What Is an Aortic Aneurysm?
An aortic aneurysm is a swelling that represents a fundamental weakness in the wall of the aorta, the artery that carries blood from the heart to the rest of body. An aneurysm in this artery may cause internal bleeding and blockages in the leg arteries if it bursts or leaks. When such a condition occurs, the patient should be quickly transferred to a healthcare center where replacement surgery can be performed on the artery in question.
Symptoms of an Aortic Aneurysm
There are quite often no symptomatic warnings of an impending aortic aneurysm but as the vessel enlarges, symptoms such as abdominal pain and back pain tend to develop. Numbness is often common due to the compression of nerves in the area. A rupture can cause severe pain and may lead to internal hemorrhaging and sudden death.

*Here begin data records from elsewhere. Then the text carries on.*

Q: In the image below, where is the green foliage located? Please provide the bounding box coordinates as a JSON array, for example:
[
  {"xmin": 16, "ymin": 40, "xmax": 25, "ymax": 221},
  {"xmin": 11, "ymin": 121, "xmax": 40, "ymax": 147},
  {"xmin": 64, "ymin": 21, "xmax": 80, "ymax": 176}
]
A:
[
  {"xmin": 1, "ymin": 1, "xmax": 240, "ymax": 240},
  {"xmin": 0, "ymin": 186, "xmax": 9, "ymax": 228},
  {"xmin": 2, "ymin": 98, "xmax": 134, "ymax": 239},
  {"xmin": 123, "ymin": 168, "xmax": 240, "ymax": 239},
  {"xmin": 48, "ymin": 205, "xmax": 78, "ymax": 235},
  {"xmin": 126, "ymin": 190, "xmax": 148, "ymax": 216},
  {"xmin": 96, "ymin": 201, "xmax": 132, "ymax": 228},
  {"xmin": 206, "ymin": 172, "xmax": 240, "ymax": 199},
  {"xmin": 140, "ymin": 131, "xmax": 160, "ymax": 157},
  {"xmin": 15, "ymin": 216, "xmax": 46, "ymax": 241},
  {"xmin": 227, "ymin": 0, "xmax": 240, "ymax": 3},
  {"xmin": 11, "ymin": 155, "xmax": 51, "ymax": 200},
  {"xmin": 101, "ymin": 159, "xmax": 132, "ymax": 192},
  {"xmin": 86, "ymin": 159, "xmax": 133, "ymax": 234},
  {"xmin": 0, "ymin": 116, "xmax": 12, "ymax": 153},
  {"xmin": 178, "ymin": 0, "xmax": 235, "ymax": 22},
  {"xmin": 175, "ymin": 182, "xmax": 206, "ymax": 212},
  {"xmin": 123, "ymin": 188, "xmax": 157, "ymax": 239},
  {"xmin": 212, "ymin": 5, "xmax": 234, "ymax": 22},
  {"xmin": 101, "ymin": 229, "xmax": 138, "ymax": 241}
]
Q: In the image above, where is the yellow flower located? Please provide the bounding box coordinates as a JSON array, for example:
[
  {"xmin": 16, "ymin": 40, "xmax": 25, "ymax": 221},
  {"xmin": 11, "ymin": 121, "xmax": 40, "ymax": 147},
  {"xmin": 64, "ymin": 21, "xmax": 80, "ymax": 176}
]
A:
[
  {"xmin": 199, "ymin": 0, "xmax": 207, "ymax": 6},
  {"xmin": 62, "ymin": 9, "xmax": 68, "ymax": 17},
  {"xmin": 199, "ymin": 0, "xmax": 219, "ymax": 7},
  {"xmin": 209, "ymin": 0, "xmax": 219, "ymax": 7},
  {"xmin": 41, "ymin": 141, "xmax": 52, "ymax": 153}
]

Healthcare Treatment for an Aortic Aneurysm
The healthcare procedure involved is performed under general anesthesia. The procedure takes 3-4 hours and involves an incision made near the location of the rupture. A new artery (a tube made of a strong plastic fabric) is inserted into the swollen area of the aorta and held in place with the help of stitches. In the case of femoral arteries, an extra 2 incisions are needed near the groin. In cases where there are two or more ruptures, it is standard procedure to operate on one rupture at a time, although severe cases occasionally call for more drastic surgery. The replacement arteries should remain intact for 20 years or more.
Preventing Aortic Aneurysms
Extensive prevention measures can be taken through avoiding lifestyle habits (including smoking) and foods known to encourage high cholesterol and high blood pressure. Screening for aortic aneurysms using ultrasound scans at an appropriate healthcare center is also important for early detection.